Chase squinted into the darkness but could only make out a vague humped shape. That wasn't the voice of the man with the straw Stetson. Must be one of the others. He struggled to sit up, wincing at the pain in his rib cage.
"What have you done with the woman, you bastards?"
The beam flicked across the grass and settled on two figures, one held in the embrace of the other. Chase felt his stomach go rigid. Transfixed like a rabbit in the light, Ruth stared at him, her eyes dark and wide, something bony and clawlike covering her mouth. Behind her shoulder he saw a white gleaming skull with black eye sockets and two rows of exposed teeth: the head of a skeleton.
"Woman not harmed," said the clotted nasal voice behind the flashlight.
Chase knelt up on the canvas groundsheet and the voice said, "Don't move!" He subsided slowly and felt something digging into his left knee. It was the hard shape of the gun in the zippered pocket of his Windbreaker, which he'd rolled up and placed within easy reach.
Now that his eyes had adjusted to the darkness he could make out the owner of the voice, a broad squat figure whose head was sunk into his shoulders. What facial features he could dimly discern were twisted askew beneath a deep sloping forehead. There were dark patches on the hairless cranium, which Chase realized were open suppurating sores; he could actually smell the sweetish odor of decay. The creature was rotting alive.
And he realized something else that made his heart thud in his chest --they weren't armed. The creature with the flashlight had no weapon because its other arm ended in a stump at the elbow, and the skeleton man was using both arms to hold Ruth in his bony embrace.

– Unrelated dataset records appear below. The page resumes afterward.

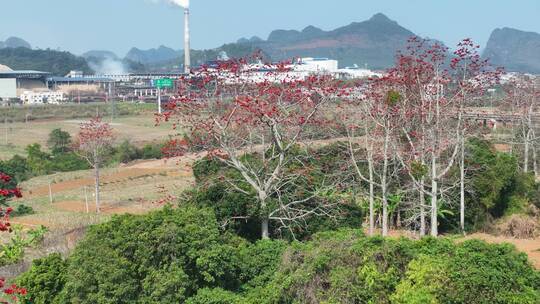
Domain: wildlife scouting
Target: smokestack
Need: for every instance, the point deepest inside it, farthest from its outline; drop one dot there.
(187, 47)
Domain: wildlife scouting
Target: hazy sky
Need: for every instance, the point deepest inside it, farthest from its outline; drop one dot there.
(118, 25)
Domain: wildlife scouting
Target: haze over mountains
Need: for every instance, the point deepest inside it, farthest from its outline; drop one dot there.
(372, 43)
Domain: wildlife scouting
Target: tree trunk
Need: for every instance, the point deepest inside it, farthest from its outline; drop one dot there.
(371, 199)
(96, 175)
(535, 157)
(462, 187)
(384, 189)
(422, 209)
(434, 192)
(265, 235)
(526, 153)
(385, 217)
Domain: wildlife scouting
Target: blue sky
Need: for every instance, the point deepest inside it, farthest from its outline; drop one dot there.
(118, 25)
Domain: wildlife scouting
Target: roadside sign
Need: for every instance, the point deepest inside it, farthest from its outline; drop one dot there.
(163, 83)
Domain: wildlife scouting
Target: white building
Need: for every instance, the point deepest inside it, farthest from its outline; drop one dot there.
(316, 65)
(357, 72)
(45, 97)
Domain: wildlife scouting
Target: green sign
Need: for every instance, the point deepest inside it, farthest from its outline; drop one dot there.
(163, 83)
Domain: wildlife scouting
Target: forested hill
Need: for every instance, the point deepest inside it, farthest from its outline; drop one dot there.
(516, 50)
(373, 42)
(56, 62)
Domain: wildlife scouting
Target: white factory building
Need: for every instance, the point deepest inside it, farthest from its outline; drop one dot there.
(44, 97)
(316, 65)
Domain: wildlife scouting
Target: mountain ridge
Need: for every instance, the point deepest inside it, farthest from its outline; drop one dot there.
(515, 50)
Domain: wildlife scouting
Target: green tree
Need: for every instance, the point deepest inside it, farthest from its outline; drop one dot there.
(44, 280)
(59, 141)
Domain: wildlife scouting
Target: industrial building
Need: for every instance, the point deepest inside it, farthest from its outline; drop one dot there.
(14, 83)
(45, 97)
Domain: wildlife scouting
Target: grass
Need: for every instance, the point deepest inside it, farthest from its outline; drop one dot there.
(139, 129)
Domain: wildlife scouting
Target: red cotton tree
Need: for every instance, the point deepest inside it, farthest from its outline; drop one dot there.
(373, 114)
(94, 137)
(436, 90)
(523, 99)
(235, 109)
(6, 192)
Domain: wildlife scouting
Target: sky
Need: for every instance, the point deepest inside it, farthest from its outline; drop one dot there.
(118, 25)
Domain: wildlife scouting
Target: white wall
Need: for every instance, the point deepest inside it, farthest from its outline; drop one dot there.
(8, 88)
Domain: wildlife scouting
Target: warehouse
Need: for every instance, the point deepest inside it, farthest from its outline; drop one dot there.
(15, 83)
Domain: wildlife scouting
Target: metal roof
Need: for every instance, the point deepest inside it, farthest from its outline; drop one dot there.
(79, 79)
(23, 72)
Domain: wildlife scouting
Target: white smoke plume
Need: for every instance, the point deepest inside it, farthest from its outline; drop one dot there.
(109, 66)
(182, 3)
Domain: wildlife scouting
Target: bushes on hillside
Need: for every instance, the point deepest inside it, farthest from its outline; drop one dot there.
(346, 267)
(180, 256)
(214, 191)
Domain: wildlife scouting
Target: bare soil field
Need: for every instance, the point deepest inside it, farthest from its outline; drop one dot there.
(139, 130)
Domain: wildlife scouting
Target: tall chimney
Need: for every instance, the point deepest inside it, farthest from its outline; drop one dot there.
(187, 51)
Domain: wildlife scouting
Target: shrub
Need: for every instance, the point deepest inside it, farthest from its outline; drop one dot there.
(21, 210)
(44, 280)
(163, 257)
(59, 141)
(346, 267)
(214, 296)
(519, 226)
(152, 151)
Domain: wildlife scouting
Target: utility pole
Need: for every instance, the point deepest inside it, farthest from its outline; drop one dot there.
(86, 200)
(159, 100)
(5, 131)
(50, 193)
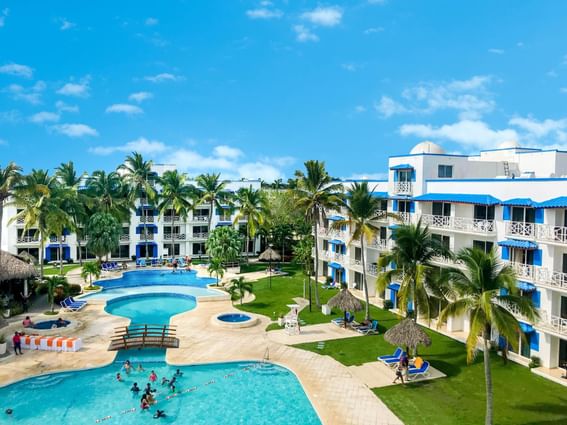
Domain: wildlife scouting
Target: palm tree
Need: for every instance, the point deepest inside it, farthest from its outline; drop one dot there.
(212, 190)
(138, 174)
(252, 207)
(177, 197)
(316, 191)
(476, 292)
(411, 257)
(90, 269)
(239, 288)
(216, 267)
(363, 209)
(9, 178)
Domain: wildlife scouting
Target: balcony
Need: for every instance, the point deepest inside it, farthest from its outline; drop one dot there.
(403, 188)
(520, 228)
(459, 224)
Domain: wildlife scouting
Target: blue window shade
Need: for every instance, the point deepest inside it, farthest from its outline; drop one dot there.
(537, 257)
(534, 341)
(536, 299)
(539, 215)
(506, 212)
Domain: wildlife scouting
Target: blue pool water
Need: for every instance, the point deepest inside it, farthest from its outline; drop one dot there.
(248, 393)
(234, 317)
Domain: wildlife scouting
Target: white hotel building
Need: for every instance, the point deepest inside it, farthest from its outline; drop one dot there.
(149, 232)
(511, 198)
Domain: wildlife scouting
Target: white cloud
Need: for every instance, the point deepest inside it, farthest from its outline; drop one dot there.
(140, 96)
(44, 116)
(224, 151)
(324, 16)
(81, 89)
(466, 132)
(264, 13)
(17, 70)
(30, 94)
(304, 34)
(164, 76)
(141, 145)
(74, 130)
(124, 108)
(470, 98)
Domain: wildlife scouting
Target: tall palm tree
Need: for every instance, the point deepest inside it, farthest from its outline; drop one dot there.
(139, 177)
(411, 256)
(316, 191)
(9, 178)
(362, 210)
(252, 207)
(476, 292)
(212, 190)
(177, 197)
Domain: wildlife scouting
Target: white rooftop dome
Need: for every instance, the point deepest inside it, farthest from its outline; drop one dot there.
(427, 147)
(509, 144)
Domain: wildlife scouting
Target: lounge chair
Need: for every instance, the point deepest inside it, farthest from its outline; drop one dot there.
(418, 372)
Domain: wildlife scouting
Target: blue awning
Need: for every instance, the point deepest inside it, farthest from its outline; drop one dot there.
(459, 198)
(515, 243)
(525, 286)
(560, 202)
(521, 202)
(526, 328)
(336, 242)
(394, 286)
(402, 167)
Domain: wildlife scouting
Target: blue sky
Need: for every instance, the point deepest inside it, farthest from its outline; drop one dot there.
(254, 88)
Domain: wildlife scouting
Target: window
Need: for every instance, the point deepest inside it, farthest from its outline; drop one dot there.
(441, 208)
(485, 246)
(445, 171)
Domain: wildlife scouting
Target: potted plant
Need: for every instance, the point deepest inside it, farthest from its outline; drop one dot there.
(3, 344)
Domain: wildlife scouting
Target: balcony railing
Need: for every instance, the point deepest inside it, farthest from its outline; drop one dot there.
(520, 228)
(403, 188)
(463, 224)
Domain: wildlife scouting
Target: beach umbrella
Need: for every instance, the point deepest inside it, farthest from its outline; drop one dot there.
(345, 301)
(270, 255)
(407, 334)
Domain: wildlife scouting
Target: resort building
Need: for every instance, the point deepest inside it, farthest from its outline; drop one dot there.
(147, 234)
(512, 199)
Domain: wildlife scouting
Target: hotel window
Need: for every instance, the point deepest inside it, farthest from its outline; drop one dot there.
(485, 246)
(445, 171)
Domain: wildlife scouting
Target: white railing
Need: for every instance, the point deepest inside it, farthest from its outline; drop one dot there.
(520, 228)
(548, 232)
(403, 187)
(463, 224)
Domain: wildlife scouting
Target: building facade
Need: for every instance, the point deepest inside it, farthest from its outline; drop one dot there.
(512, 199)
(148, 233)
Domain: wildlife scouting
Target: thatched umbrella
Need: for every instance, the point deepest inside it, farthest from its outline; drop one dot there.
(345, 301)
(407, 334)
(13, 268)
(270, 255)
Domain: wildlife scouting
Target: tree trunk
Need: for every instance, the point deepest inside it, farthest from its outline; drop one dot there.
(366, 297)
(316, 263)
(488, 381)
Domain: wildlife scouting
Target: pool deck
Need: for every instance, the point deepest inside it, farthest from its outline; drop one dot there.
(336, 392)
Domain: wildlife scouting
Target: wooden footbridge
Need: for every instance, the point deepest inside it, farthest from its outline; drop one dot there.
(143, 336)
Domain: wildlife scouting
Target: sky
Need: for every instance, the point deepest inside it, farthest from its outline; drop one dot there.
(252, 89)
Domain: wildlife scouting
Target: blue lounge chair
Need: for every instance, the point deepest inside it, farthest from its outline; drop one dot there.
(414, 372)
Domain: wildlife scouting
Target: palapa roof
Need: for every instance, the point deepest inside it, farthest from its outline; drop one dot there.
(407, 333)
(345, 301)
(12, 267)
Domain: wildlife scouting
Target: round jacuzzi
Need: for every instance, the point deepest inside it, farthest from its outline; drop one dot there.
(235, 320)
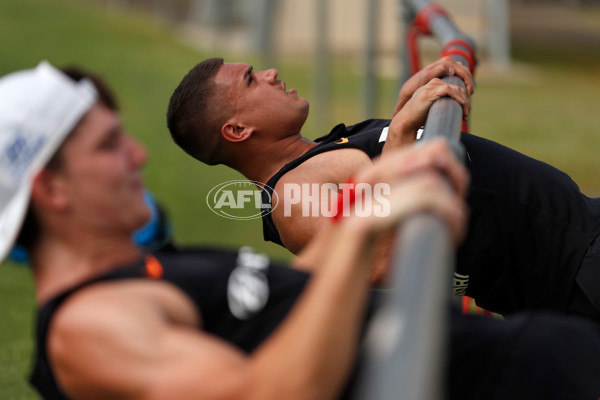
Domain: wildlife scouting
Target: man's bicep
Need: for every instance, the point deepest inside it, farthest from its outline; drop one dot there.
(138, 356)
(307, 196)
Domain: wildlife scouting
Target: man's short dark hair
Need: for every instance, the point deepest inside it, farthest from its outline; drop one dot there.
(195, 114)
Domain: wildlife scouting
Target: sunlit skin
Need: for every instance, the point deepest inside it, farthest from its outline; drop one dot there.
(95, 199)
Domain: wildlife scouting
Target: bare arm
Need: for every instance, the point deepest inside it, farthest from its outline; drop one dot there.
(141, 340)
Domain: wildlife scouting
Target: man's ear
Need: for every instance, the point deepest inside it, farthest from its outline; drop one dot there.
(233, 131)
(48, 191)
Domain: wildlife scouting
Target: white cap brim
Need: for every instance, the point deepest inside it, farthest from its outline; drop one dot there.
(12, 219)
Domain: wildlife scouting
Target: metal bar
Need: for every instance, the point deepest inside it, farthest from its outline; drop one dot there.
(406, 341)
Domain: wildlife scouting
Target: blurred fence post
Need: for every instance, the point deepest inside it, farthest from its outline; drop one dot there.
(370, 85)
(322, 74)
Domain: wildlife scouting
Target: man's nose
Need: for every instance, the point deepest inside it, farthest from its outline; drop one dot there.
(270, 75)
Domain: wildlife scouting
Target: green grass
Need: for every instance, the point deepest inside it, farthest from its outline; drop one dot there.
(551, 115)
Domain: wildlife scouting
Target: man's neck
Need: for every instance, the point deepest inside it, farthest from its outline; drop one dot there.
(59, 267)
(262, 162)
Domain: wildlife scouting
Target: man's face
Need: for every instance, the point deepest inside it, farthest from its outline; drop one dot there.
(260, 99)
(101, 174)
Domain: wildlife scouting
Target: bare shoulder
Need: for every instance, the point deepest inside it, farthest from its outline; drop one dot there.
(328, 167)
(296, 221)
(103, 332)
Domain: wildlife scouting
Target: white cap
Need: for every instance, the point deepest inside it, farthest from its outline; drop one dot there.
(38, 108)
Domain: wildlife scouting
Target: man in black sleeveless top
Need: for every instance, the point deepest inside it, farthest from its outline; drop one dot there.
(531, 242)
(213, 324)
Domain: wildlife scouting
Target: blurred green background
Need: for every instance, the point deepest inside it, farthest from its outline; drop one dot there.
(546, 106)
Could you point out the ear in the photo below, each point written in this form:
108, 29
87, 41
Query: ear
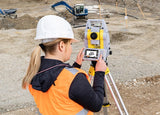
61, 46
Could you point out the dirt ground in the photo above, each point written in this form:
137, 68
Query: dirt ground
134, 64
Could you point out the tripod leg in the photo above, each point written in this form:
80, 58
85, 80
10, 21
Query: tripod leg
113, 95
119, 96
105, 102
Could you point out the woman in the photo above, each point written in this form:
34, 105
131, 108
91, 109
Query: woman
57, 87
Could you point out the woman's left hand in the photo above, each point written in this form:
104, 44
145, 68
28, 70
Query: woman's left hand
80, 57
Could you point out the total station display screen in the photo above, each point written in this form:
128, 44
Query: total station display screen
91, 53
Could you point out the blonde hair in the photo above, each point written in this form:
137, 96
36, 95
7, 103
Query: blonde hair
35, 59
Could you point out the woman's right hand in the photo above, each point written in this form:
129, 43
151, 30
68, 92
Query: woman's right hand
101, 65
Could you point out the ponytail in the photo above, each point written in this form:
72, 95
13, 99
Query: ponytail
33, 67
35, 60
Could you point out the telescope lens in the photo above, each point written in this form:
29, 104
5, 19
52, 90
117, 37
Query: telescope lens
94, 35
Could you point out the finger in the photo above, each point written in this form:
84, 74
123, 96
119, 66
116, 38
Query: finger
100, 57
80, 52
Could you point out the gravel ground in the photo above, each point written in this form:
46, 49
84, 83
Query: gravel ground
134, 63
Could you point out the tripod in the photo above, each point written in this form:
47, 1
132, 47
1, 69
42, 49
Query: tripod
107, 84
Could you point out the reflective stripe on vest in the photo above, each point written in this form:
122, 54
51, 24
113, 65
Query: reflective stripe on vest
83, 112
56, 100
72, 70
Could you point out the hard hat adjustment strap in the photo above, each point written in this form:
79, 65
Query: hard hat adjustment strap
42, 46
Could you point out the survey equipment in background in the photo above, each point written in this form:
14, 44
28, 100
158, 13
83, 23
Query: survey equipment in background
78, 10
97, 42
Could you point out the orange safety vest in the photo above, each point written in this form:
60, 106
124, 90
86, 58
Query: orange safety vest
56, 100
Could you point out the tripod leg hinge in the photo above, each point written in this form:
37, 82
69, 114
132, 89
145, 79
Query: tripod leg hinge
106, 104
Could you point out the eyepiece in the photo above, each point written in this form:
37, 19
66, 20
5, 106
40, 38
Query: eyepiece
93, 35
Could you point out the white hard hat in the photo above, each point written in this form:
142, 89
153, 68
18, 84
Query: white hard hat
51, 27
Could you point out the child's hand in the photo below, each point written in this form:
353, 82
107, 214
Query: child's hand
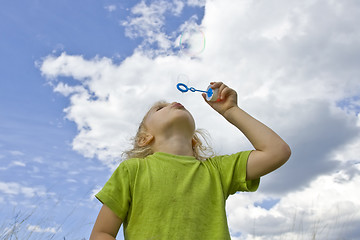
227, 98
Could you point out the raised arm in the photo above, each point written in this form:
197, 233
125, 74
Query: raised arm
106, 226
271, 151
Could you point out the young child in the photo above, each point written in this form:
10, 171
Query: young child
166, 191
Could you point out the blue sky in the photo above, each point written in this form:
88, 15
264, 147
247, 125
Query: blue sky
77, 76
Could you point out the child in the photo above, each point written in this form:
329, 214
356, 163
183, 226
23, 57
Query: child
165, 190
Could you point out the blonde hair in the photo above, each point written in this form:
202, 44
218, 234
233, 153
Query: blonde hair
201, 151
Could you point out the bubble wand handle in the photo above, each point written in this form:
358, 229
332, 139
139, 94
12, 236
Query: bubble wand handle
211, 95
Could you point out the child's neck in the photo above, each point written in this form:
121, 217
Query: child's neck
175, 144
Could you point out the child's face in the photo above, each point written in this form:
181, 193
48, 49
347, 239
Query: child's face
166, 117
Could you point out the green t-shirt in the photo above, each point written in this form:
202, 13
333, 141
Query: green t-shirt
165, 196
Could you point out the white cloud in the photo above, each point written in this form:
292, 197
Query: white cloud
327, 208
18, 163
16, 153
290, 68
13, 189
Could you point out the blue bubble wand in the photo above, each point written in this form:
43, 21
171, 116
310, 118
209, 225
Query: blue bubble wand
211, 94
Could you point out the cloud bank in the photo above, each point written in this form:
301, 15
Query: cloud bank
295, 67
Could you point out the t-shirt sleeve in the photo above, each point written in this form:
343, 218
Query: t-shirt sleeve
232, 169
116, 192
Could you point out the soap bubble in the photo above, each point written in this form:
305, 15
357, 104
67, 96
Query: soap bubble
192, 41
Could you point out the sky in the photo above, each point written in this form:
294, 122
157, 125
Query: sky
78, 76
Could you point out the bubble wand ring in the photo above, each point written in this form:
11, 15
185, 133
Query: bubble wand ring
211, 94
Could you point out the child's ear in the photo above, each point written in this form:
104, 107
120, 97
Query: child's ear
145, 139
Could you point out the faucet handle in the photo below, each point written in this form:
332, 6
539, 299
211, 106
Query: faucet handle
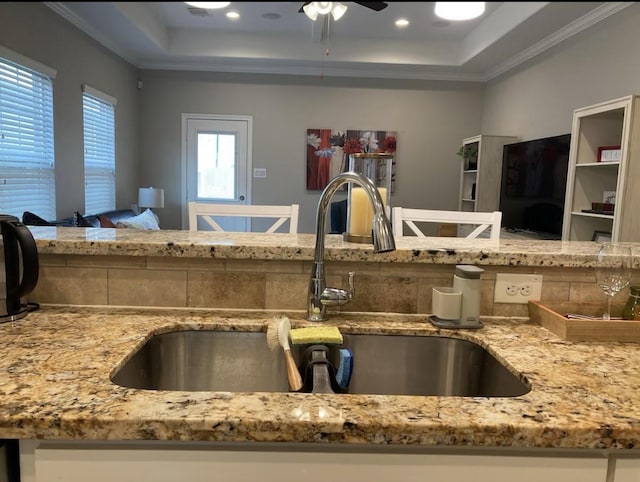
337, 296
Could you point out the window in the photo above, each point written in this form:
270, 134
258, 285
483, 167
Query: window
99, 151
27, 176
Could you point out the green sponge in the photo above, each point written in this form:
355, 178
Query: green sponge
316, 334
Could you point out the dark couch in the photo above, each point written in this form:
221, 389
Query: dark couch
91, 221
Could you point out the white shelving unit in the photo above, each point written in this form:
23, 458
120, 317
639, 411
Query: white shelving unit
481, 173
612, 123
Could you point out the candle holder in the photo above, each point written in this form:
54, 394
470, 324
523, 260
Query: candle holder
376, 167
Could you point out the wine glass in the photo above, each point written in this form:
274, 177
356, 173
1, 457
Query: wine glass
613, 271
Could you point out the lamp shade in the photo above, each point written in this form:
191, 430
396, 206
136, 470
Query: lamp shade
149, 197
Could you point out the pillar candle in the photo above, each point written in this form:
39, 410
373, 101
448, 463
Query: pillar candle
361, 211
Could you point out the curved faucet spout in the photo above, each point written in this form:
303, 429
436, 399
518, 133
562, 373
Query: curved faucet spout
319, 294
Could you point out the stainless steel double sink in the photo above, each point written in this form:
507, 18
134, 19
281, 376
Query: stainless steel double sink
201, 360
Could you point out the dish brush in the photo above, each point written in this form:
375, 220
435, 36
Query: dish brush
278, 336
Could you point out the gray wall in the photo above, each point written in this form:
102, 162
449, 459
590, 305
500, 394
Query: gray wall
33, 30
431, 120
538, 98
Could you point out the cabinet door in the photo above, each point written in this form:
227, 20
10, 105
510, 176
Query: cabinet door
77, 464
627, 470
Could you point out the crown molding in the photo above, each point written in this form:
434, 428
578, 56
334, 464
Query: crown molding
574, 28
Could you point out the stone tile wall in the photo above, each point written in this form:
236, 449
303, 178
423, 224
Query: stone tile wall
265, 284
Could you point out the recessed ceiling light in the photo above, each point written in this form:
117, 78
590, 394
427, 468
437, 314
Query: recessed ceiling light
459, 10
208, 5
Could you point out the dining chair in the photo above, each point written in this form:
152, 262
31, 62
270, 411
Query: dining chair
208, 211
478, 222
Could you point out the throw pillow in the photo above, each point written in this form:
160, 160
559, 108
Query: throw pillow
144, 220
105, 222
30, 219
83, 223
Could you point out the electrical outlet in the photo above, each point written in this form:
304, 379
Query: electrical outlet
517, 288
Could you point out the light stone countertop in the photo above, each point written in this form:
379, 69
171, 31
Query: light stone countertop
55, 384
434, 250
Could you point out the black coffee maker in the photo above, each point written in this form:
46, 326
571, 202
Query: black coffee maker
19, 273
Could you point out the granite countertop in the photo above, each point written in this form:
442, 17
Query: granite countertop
55, 384
198, 244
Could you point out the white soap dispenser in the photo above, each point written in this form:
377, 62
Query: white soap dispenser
467, 280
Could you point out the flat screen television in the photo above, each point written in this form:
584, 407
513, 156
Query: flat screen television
534, 179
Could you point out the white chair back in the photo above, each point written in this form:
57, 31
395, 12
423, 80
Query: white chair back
481, 220
207, 211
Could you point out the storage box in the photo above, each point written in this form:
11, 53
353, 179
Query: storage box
551, 315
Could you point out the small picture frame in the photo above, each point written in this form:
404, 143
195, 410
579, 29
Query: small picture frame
609, 153
601, 236
609, 197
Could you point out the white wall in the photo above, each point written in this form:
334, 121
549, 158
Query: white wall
431, 120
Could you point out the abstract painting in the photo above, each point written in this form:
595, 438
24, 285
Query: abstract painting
328, 152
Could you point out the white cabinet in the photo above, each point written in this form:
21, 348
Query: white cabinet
481, 172
157, 461
606, 125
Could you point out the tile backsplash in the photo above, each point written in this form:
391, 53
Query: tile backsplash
275, 284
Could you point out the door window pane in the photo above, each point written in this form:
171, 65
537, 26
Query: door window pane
216, 166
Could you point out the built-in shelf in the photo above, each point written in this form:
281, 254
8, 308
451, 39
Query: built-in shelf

Chase cautioned himself to take it slow and easy. First he had to get the gun. He inched his hand downward, his fingers delving into the wrapped folds of the Windbreaker.
"Where you from?" The creature sounded as though it had no roof to its mouth. The light swung back and Chase froze in its glare.
"I'll tell you if you'll take that bloody light off me."
The beam dropped away.
"A place called Desert Range in Utah. It's a--" He stopped. He'd been about to say "scientific establishment" when it occurred to him that these two would hardly be kindly disposed toward science of any description--not after what chemicals and the climate had done to them.
He said, "My companion is a doctor and we're on our way to treat a patient in Oregon. We have no money and nothing to give you. Just this camping gear you see here and a few personal belongings."